I find this article worrisome. It talks about fertility clinic's lack of concern about the potential baby's potential future. Or, in other words, the "fitness" of the infertile requesting treatment as a parent.

Any person with the ability to procreate can do so without any license, courses or background checks. But, should you require assistance in getting pg, then what? Is it ok to have background checks like those necessary to adopt? Should fertility clinics be able to turn aside potential parents because of their background, financial status or emotional state?

I can understand why the question is being asked (a woman with 6 children already, no job, no means of support, has 8 more via ivf), but I fear giving this much power to the doctors. There is already such a "god-complex" amongst this group that I am cautious about giving even more power to them.

On another note, how did that women afford to have IVF 7 times? She's also got a university degree and is doing her masters... where is she getting this money? And, how do I get on that gravy train?

1 comment:

Lost in Space said...

This lady and these kind of articles continue to boil my blood.

About the octuplet mom - she needs a psychiatric evaluation. She is one seriously disturbed individual. I am helping to pay for her babies through my taxes (CA resident), yet can't afford another round of IVF for myself if this cycle doesn't work.

About the clinic that helped her with this - WTF were they thinking?!? Someone should be losing their license. Completely unethical.

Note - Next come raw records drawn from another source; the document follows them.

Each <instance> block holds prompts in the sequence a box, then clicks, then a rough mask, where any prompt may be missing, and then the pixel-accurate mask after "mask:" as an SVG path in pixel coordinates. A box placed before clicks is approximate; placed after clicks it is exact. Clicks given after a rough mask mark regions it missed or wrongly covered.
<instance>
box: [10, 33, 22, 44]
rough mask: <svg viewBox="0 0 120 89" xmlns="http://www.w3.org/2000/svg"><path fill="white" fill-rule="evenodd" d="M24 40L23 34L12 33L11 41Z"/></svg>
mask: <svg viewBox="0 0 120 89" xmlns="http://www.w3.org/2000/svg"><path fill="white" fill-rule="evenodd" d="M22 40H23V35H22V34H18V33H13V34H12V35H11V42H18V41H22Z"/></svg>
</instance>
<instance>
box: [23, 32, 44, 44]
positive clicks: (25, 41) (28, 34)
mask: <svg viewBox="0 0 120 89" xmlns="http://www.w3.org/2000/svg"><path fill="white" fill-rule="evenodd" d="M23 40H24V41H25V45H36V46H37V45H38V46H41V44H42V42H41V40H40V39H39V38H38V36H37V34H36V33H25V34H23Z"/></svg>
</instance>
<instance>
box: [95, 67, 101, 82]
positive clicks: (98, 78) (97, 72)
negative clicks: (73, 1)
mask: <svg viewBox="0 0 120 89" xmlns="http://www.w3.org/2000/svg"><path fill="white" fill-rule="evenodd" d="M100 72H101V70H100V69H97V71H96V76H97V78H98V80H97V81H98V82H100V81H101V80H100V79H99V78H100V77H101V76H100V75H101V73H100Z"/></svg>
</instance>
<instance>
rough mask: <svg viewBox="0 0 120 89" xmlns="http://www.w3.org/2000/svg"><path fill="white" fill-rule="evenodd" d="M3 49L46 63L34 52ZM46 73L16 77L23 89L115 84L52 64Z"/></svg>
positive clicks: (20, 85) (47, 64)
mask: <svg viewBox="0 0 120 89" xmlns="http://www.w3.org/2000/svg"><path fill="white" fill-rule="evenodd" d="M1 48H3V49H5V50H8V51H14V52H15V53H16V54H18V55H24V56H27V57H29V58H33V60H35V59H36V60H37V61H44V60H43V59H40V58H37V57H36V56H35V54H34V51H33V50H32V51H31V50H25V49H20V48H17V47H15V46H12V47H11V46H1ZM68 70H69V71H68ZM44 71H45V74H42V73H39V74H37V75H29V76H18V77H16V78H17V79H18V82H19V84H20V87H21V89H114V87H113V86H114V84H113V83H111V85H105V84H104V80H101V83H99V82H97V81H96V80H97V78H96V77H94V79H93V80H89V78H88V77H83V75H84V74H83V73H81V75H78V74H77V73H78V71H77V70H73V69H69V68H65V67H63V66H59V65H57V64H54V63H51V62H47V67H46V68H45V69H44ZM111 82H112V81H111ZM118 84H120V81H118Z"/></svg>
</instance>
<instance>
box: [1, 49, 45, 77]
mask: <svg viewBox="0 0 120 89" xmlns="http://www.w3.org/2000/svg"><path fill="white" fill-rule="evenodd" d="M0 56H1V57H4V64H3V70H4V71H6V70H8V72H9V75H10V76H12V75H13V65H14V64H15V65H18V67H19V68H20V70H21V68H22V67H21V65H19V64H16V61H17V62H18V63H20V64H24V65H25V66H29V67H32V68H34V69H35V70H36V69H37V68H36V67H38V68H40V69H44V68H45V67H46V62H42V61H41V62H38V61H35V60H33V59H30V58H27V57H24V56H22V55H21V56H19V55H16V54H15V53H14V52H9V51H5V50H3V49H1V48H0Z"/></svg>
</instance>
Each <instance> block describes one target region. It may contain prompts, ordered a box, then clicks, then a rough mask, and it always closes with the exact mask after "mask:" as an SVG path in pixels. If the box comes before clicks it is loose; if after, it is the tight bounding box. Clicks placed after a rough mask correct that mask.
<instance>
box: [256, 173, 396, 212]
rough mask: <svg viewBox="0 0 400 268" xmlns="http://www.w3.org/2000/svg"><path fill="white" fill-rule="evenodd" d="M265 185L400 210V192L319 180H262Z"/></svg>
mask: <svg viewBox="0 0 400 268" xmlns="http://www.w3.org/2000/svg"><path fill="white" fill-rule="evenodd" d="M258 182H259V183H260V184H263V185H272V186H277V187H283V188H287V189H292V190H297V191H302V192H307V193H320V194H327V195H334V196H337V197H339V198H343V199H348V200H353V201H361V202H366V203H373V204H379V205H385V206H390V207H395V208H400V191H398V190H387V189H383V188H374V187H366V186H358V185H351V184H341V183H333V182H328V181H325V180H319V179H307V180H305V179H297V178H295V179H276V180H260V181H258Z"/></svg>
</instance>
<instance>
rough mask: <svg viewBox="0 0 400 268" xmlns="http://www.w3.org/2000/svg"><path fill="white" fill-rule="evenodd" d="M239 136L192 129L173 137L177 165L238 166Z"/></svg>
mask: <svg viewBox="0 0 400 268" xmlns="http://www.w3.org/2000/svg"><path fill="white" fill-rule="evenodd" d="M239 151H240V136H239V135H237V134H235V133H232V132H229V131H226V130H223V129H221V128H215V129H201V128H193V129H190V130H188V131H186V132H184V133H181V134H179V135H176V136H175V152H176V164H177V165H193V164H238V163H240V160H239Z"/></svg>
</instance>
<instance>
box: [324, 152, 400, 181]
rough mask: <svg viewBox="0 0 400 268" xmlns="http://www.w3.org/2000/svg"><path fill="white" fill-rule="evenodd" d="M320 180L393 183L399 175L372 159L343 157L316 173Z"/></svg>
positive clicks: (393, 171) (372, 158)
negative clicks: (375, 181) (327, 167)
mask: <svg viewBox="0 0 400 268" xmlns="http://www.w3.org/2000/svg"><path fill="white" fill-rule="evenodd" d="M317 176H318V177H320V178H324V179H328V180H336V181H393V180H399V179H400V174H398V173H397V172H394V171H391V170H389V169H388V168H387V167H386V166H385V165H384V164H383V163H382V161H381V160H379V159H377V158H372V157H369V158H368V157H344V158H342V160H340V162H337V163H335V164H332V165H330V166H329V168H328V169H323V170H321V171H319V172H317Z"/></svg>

About the article - embryos are not implanted by a doctor, moron. They are only transferred. I get where this guy is coming from and am torn on how I feel about it. I don't think they would be looking to stop the majority of IF people from their dreams of parenthood, just weeding out some of the whack jobs. My only issue comes from this not being their job to decide. It is their job to advise and follow ethical medical standards so as long as this is achieved, there should be no reason to require "guidelines".